Let me think if I can rephrase it more clearly.
haha, even if it is a broken car,its still a car!! ;)
Thanks for the link.
“Logical reads may result in a physical read if the requested block does not reside with the buffer cache”
The docs cleary says it “may” result in physical reads. That is it is not always the case.
Your statmenent gives an impression that it is always the case.
just want to thank you for you blog!
I currently trying to understand an awr report and the information that you put there are really helpfull
thanks for visiting my blog! If you have trouble understanding an AWR report, you can post it here (or mail it to me) and I will help you.
Thanks for this wonderful post. I am new to Oracle performance tuning and your post has helped me get a lot of insight.
Thanks and Regards
thanks for visiting my blog!
Thanks so much its really awesome blog
Thanks for visiting my blog, I’m glad you liked it!
Hi Dear, your blog is very much useful for new dba and the experience dba.
very soon iam comming with some performance tunning questions…………….
Hi, I am having trouble understanding DB CPU time and DB time of the AWR Load Profile.
I don’t understand how DB time can be calculated “Per Second”. Same goes to DB CPU time. For example, say if I am a cook, then cooking time should be equivalent to DB time in oracle. And my cooking time was 30 minutes. What will my cooking time “Per Seconds” be? I think it should always be 1(if I have only 1 core CPU).

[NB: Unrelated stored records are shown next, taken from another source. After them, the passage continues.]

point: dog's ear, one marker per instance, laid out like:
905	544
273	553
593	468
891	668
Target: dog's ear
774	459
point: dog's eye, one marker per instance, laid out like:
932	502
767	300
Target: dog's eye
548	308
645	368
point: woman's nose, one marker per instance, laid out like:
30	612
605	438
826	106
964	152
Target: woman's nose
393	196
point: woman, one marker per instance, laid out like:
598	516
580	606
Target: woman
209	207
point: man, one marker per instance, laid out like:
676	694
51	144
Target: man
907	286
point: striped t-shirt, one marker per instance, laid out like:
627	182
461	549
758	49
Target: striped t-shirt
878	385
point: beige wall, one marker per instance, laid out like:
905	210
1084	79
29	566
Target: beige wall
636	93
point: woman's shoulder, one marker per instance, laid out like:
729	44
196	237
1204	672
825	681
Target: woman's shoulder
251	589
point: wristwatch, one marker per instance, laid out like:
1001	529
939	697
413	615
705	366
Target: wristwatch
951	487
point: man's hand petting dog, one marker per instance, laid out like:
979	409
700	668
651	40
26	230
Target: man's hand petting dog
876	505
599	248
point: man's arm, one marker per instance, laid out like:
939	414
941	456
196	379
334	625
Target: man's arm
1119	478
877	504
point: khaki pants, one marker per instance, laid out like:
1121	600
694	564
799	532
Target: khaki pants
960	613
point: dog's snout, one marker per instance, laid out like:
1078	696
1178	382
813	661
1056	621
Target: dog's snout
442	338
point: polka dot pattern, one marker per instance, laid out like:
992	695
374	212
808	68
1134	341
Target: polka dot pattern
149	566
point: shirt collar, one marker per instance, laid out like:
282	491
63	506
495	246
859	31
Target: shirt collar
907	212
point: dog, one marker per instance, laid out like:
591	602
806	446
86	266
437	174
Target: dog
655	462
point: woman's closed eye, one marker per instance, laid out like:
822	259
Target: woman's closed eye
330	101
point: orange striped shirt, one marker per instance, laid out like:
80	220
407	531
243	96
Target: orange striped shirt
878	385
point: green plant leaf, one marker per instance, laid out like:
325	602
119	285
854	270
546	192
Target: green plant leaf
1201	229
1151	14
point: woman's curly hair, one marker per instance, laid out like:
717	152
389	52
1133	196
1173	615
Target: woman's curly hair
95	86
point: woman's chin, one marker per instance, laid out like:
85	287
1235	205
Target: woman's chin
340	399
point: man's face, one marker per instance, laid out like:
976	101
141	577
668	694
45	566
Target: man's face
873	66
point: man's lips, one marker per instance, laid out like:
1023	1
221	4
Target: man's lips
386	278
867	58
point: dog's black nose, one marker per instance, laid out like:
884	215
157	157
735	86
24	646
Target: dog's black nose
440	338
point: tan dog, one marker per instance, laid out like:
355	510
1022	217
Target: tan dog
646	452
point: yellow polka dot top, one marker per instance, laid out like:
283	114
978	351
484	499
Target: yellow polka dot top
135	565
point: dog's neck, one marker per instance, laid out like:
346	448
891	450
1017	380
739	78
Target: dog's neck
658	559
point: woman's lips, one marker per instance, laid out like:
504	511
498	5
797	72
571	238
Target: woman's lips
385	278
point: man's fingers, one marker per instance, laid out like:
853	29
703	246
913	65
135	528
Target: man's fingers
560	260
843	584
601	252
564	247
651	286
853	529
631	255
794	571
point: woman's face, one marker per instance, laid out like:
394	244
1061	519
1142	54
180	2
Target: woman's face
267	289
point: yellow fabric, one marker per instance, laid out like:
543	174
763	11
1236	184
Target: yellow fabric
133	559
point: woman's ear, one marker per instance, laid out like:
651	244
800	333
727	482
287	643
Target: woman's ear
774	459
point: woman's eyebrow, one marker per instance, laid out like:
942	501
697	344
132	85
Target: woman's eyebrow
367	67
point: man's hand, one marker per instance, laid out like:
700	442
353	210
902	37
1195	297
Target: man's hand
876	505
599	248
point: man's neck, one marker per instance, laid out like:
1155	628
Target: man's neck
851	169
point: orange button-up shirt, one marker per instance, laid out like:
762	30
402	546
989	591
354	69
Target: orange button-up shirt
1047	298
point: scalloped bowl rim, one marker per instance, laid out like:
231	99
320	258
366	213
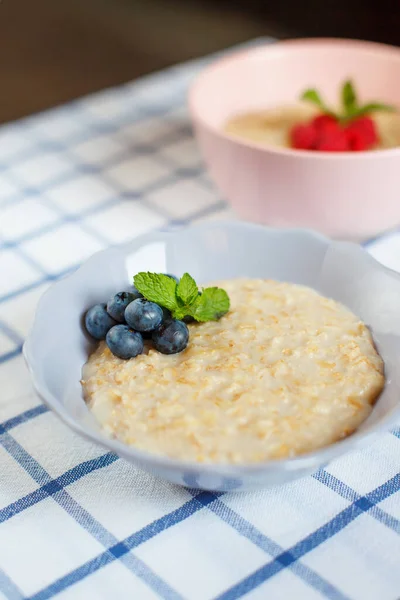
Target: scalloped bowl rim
317	458
274	48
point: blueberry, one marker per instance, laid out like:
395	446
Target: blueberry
123	342
98	321
171	337
117	304
143	315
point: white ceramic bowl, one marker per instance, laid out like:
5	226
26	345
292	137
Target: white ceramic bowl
57	346
347	195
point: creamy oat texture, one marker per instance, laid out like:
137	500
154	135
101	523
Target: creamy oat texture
285	372
272	127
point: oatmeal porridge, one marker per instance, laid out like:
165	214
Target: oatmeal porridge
272	127
285	372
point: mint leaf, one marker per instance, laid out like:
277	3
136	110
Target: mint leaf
312	95
183	299
187	289
158	288
211	305
349	98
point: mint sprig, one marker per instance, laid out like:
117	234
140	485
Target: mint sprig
183	299
350	106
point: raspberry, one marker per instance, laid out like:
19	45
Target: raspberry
333	142
365	126
303	137
356	140
325	123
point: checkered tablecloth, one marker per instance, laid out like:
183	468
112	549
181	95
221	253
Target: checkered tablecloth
76	523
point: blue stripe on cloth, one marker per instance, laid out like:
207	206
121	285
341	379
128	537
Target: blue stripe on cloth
121	548
349	494
54	485
219	508
247	530
8	588
312	541
84	518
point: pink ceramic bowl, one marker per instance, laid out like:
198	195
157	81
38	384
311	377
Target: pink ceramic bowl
344	195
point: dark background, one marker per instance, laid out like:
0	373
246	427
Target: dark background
55	50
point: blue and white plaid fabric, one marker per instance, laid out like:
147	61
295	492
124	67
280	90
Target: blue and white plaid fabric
76	523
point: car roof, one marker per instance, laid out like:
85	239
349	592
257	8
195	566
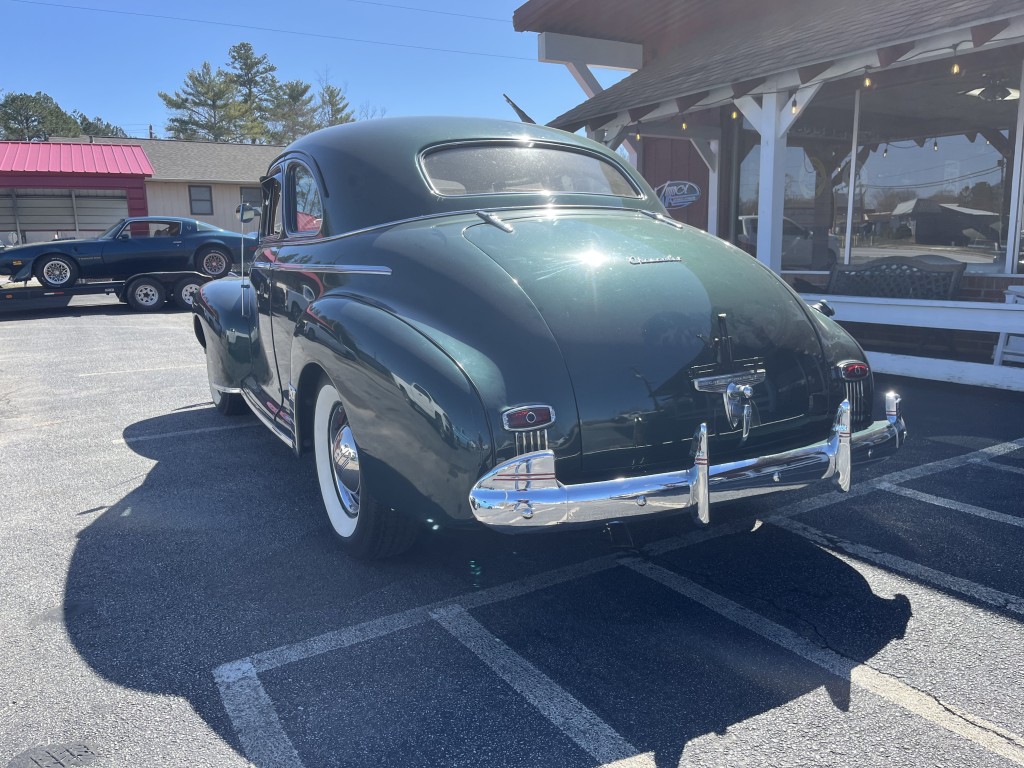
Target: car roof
371	174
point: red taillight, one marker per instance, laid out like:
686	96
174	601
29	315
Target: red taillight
854	370
527	417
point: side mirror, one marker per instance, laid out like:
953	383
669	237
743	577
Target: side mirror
246	212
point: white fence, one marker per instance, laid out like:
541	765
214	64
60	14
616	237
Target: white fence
958	315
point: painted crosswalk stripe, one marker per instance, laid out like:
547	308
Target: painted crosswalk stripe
979	731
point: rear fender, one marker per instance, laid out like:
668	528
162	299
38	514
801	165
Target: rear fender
417	418
223	330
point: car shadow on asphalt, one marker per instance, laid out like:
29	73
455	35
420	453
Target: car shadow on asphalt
223	551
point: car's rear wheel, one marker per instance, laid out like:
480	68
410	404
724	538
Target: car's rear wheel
366	528
213	261
185	291
145	294
54	270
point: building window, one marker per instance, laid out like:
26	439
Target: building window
200	200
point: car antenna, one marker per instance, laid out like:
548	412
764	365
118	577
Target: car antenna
246	213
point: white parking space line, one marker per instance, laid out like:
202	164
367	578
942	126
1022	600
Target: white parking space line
183	432
252	711
979	731
263	737
969	509
945	582
139	371
565	712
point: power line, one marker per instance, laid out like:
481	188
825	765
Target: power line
274	30
428	10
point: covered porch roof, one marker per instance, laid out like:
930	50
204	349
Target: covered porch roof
730	48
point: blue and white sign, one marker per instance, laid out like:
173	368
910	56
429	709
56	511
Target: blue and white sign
678	194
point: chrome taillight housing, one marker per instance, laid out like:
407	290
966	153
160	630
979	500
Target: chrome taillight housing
529	423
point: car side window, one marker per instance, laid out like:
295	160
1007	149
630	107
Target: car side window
271	225
305	208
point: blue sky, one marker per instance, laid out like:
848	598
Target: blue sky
110	57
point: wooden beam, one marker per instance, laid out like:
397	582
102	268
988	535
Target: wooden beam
685	102
810	72
985	32
638	112
741	89
893	53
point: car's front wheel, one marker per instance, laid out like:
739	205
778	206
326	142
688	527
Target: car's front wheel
145	294
185	291
213	261
56	271
366	528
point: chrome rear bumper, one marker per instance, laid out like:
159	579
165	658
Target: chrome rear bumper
522	495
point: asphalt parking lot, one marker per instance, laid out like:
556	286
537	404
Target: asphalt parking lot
171	596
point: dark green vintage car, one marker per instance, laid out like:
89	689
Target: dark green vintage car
476	321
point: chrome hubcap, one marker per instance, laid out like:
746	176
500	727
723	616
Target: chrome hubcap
344	461
188	293
214	263
56	272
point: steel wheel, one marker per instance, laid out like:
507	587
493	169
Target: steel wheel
56	271
185	292
214	262
145	295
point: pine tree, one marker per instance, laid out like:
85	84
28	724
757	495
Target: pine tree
206	109
26	117
256	86
294	113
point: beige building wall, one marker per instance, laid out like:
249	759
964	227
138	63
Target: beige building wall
171	199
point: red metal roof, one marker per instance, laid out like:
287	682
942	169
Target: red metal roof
109	160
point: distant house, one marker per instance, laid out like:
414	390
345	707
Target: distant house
79	186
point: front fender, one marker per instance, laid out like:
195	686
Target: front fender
224	330
418	420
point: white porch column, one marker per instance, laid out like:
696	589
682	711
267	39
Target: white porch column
708	150
767	119
772	119
1014	224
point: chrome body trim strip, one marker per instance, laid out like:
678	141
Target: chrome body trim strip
523	495
334	268
260	411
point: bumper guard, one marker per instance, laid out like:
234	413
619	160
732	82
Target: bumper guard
523	495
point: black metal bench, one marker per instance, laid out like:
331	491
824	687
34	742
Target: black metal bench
927	276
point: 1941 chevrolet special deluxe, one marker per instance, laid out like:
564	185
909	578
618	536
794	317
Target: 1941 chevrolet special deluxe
478	321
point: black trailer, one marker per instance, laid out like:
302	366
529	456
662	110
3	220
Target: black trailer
143	293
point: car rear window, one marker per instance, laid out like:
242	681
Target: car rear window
510	169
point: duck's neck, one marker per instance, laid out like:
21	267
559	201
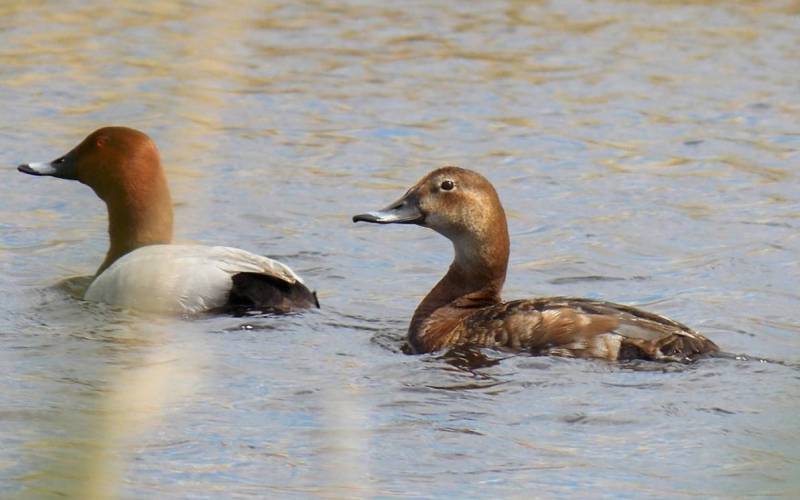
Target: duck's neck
475	278
137	218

Can you please share some of the stuffs to look at in the AWR report for any Database related performance issue.
I am not a DB SME but understanding AWR report to identify the bottlenecks in the overall DB performance makes my performance engineering job easier…specially while discussing with the developers and other project stakeholders.
Thanks in advance!
it was really a good piece of writing for a beginner like me thanks
Thanks for the post, Sav, however, i have a question.
in my 1 hours of busy hour AWR report, the redo size total is: 1,411,472K, which is 1.4GB. but when i take a look at v$log_history and found that during hours, nearly 78 redo switch happen which is about 40GB (512M per redo)?
how can this explain, or am i understand wrong?
I’d trust the AWR figure. The figure you derived based on log switches is much less reliable because things other than a log file becoming full can cause a log switch (the simplest example would be ALTER SYSTEM SWITCH LOGFILE).